There's very little call for composite video recordings these days and Scart has also gone the way of the dinosaur. These days most people will use set top boxes with a recording facility or will rely on catch up and streaming services. You might therefore struggle to find a TV that allows this, but set top boxes are still available with Scart or composite video outputs.

As I said earlier, to sort out your capture card issues, if you have another video source I would test with that to make sure your capture device is running OK. The likelihood is that it will need some drivers as well as the capture programme - and if these are unsigned, Windows 10 might well not install them correctly and this might well be your issue.

No worries. Yes it was a KDL model Sony TV (made about 2014 when I looked at the back of it). Just a pity that I sold it a few months ago (cost over a grand brand new and I flogged it for 200 quid). It was my late father's initially and I had no room for it as it was too big. Explains why that particular model of TV was able to tune in and direct a TV signal to my laptop using the method I mentioned but when I tried to do the same thing on a differenT TV nothing happened; as you say it must've had a unique feature for tuning in an analogue signal. Gutted now that I got rid of it as it would've come in handy for that job. And as I said previously, I was even able to tune in the signal from Betamax video recorder. I bought the Betamax off ebay to transfer old tapes (my original recorder was full of dust andf knackered). Paid quite abit for it and it was in superb condition having been completely refurbished. After about a week of having it and capturing a few tapes the thing stopped working. I asked a Beta expert and he reckoned the power unit might've gone. I should've taken it back or asked the seller what was wrong with it. I still have it and will hopefully get round the sorting it soon.
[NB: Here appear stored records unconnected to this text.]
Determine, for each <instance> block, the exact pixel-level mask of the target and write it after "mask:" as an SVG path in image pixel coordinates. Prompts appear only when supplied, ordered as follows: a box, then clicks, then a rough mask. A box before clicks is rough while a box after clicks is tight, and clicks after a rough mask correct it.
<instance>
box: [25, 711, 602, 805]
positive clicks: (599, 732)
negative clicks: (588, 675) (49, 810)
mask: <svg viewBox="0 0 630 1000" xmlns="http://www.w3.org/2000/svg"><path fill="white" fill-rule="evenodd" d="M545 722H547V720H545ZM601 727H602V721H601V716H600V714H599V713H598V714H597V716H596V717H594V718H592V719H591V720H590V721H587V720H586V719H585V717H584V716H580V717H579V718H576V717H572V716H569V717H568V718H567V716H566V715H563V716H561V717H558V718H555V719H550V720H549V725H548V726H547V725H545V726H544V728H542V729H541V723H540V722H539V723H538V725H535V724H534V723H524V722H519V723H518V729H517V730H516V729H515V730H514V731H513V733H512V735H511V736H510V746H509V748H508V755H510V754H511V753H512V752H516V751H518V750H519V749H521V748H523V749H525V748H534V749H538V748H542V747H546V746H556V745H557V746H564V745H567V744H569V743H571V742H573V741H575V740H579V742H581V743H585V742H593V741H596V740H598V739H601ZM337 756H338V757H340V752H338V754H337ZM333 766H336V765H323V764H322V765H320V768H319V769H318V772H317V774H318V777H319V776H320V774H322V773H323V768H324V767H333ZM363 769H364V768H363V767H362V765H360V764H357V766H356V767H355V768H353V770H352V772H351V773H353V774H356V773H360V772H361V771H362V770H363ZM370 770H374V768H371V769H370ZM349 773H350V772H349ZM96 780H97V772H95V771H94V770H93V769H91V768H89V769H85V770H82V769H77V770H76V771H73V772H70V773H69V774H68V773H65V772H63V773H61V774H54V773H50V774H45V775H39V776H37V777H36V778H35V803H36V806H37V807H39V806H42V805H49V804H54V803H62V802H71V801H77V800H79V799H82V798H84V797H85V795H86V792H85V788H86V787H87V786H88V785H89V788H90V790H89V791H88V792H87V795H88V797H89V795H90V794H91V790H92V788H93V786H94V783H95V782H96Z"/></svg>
I have a Sony VHS recorder (an excellent machine btw that I have never had any real issues with tracking and very rarely have to pull the lid off to clean the heads, despite most of the tapes I throw in it are badly worn through years of playing and not being stored in cases). On my older Acer laptop the software I got with the climax digital capture device is installed on that machine (can't remember what's it's called), but because that programme throws up a "detected a copyright tape, the recording must stop" message every time a tape jumps suddenly - despite the tape simply being a home video (meaning it's a pretty useless programme) I have to use another capture programme, and many of them I download don't do a very good job at capturing; it's either no audio or it's very jerky and slow framerate or it works fine one minute then dosent the next or some other problem, often no video or audio can be found in some instances. I would happily buy a decent capture programme, but if all it does is throw up a copy protected message every time the tape jerks and jumps (which 99% of the tapes I have do - less so with the the retail films I have which seem to be less prone to jumping because they've been stored in their cases), then it's a waste of money. I think the creators of that programme should've sorted that issue out. I have been using Debut capture alot, but it dosen't capture the framerate very well even when you set the frame to 24 or 25fps, and some of the tapes which are quite jittery come out even worse when captured, with very choppy framerate. It's more like a webcam recorder than anything.

I have 2 analogue Hi8 camcorders, one I think has 2 composite inputs, but they dont seem to work, when tape is inserted and you try to play them nothing happens, and often it ejects the tape. Had them for years.